IBM's Michael Aaron believes that with the passing of Y2K, the major issue might be meeting the immediate demands of customers.  

''... As you move into the e-business environment, both from an internal and external point of view, you are in a real-time environment and all segments of the market, particularly customers, want real-time responses,'' Aaron said.  

"Why do I ( the customer) have to wait three days to get my cheque cleared? And why do I (the customer) have to wait to tomorrow to see the impact of the deposit that I have made today on the Internet?"  

In Aaron's view, the challenge facing the banking industry "is how they ( the banks) move to real-time processing, produce rapid product development, how they customise product engines and deliver them to the market."  

The problem, he said, is that the major banks have legacy core systems which cannot deliver these goals. The banks, he argues, are in a dilemma: ''Do we keep the current mainframe system going and build a system in parallel (and carry) all the associated costs of doing this?"  

Aaron believes there may be other solutions. 

For example, the banks could establish a new system for customers who bank directly and do not use the branches.
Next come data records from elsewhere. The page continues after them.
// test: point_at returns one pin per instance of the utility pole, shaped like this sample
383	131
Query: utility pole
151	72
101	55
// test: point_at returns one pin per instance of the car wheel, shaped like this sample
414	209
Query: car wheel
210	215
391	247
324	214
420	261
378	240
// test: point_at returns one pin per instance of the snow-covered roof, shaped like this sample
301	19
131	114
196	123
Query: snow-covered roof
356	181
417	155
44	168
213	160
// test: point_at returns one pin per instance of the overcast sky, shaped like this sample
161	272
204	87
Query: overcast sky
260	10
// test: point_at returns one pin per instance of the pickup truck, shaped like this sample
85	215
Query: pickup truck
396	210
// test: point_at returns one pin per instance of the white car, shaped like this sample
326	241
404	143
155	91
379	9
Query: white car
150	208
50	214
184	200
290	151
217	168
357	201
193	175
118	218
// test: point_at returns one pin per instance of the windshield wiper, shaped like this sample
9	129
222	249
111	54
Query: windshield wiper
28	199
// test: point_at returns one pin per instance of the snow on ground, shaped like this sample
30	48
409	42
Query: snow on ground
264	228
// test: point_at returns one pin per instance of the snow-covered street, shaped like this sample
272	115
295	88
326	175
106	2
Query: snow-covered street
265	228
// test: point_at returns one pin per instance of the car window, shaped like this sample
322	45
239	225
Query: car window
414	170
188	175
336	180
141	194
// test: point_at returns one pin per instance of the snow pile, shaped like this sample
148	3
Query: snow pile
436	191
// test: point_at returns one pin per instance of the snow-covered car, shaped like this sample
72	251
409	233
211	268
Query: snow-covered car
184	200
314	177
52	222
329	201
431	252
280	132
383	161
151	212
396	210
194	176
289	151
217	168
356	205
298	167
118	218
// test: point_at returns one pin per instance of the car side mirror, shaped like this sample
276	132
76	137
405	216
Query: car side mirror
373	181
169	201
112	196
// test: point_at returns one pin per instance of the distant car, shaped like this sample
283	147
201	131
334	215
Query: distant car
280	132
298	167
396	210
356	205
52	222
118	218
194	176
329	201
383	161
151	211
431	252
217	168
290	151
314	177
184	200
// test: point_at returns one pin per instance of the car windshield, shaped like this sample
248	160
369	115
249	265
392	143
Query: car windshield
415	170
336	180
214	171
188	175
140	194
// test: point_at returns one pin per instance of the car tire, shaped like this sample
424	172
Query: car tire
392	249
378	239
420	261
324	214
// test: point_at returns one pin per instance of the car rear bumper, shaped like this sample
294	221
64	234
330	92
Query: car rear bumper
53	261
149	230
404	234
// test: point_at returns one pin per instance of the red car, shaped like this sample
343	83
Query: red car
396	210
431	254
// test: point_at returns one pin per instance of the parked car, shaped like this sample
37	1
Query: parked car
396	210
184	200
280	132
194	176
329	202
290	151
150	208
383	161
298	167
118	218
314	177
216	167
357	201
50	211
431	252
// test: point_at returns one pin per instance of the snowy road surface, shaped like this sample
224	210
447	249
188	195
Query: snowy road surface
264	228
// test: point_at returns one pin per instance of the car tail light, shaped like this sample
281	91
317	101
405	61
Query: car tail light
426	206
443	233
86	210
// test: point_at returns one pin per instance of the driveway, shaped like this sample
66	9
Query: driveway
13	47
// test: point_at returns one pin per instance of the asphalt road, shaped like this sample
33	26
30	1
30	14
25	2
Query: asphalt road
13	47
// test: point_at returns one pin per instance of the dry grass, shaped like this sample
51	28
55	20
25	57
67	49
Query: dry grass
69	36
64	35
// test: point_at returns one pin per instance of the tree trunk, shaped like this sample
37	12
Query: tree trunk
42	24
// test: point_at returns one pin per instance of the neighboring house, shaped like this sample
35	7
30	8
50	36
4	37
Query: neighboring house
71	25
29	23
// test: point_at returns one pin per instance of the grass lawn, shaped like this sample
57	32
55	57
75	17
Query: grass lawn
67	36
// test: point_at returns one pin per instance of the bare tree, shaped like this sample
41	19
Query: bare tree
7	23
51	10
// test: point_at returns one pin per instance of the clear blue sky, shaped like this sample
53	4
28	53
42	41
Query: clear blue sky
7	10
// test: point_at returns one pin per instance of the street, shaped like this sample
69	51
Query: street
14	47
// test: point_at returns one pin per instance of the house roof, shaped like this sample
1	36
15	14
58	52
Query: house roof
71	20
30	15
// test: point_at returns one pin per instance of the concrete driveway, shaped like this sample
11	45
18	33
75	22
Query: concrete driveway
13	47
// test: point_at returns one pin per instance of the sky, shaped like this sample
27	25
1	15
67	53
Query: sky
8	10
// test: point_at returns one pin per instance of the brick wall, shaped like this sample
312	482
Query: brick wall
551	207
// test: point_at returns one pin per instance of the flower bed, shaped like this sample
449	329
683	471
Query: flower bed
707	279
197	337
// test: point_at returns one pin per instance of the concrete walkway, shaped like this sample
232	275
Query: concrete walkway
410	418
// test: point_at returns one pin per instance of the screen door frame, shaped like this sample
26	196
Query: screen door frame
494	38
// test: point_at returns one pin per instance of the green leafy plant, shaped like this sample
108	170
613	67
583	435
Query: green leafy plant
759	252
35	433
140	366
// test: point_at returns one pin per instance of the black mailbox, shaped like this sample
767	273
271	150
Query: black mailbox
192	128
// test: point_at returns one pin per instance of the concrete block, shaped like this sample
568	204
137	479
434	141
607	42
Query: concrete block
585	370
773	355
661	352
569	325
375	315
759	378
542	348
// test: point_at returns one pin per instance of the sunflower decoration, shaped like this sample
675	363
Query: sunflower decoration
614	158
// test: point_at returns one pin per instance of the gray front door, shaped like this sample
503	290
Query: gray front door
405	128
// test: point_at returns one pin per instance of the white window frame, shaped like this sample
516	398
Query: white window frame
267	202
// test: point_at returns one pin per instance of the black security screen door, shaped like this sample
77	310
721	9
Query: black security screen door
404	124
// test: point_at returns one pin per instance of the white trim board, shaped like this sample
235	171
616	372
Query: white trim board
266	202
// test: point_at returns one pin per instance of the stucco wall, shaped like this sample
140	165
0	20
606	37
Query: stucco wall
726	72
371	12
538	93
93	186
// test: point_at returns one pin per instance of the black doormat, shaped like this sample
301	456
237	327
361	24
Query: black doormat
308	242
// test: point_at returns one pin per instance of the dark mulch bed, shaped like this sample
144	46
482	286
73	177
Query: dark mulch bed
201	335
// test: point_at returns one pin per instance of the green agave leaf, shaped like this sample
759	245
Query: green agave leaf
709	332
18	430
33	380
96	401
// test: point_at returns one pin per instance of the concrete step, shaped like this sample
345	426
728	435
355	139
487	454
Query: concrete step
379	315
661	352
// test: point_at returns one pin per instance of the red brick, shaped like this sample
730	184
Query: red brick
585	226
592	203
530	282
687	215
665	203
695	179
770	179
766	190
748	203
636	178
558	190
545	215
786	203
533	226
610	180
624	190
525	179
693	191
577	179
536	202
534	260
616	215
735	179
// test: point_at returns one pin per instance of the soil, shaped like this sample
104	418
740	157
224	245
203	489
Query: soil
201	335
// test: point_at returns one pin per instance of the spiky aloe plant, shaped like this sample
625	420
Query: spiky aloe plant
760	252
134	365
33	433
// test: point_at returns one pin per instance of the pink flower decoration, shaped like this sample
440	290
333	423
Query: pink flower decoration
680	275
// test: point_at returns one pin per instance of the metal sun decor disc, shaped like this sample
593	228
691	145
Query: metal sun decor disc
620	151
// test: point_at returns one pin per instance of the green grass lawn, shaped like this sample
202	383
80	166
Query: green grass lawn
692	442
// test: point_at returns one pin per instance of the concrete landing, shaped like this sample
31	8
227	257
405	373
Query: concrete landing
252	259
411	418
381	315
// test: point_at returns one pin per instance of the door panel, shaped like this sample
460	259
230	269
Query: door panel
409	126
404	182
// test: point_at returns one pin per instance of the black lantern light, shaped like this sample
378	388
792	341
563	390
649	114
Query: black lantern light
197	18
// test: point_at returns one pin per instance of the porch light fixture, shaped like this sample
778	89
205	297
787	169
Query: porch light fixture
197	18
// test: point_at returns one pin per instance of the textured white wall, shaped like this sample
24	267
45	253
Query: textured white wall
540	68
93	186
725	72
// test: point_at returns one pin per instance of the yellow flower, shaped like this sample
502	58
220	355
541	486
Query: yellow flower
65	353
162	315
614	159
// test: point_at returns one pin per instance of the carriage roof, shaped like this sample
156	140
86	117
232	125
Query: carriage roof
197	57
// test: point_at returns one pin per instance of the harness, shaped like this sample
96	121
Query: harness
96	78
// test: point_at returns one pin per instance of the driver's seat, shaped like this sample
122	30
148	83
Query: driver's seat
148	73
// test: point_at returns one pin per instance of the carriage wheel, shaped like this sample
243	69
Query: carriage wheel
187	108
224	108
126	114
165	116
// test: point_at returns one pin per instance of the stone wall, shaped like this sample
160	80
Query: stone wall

The bank would be completely electronic and have its own core system. It would want to gradually migrate customers from the old bank to the new electronic bank. e.g.BankOne US has set up a "pseudo direct bank" through its separate Internet bank, WingspanBank. 

Another option would be to set up a new, separate subsidiary bank and effectively "kill the old bank over time", Aaron said. 

A third option is close to what the NAB is trying to create through Concert. This, Aaron believes, essentially means reverting to a bureau-style arrangement. Yet the system would be global, and web-based.  

Similar systems are being developed in the US. They are real-time based, and have rapid, product-development capabilities. But these applications, which are currently available from global software providers, are mainly intended for relatively small banks, and they do not have the capability to provide the same solutions for Australia's larger banks.  

Very few US banks have the branch networks and customer bases of Australia's big banks, Aaron noted. Bank of America and BankOne are obvious exceptions, but they face the same problem as the major Australian banks - how do they replace the existing, old, core systems without incurring massively duplicated costs.  

There are no immediate answers to these problems, and it will be interesting to see how banks and financial institutions resolve this major IT.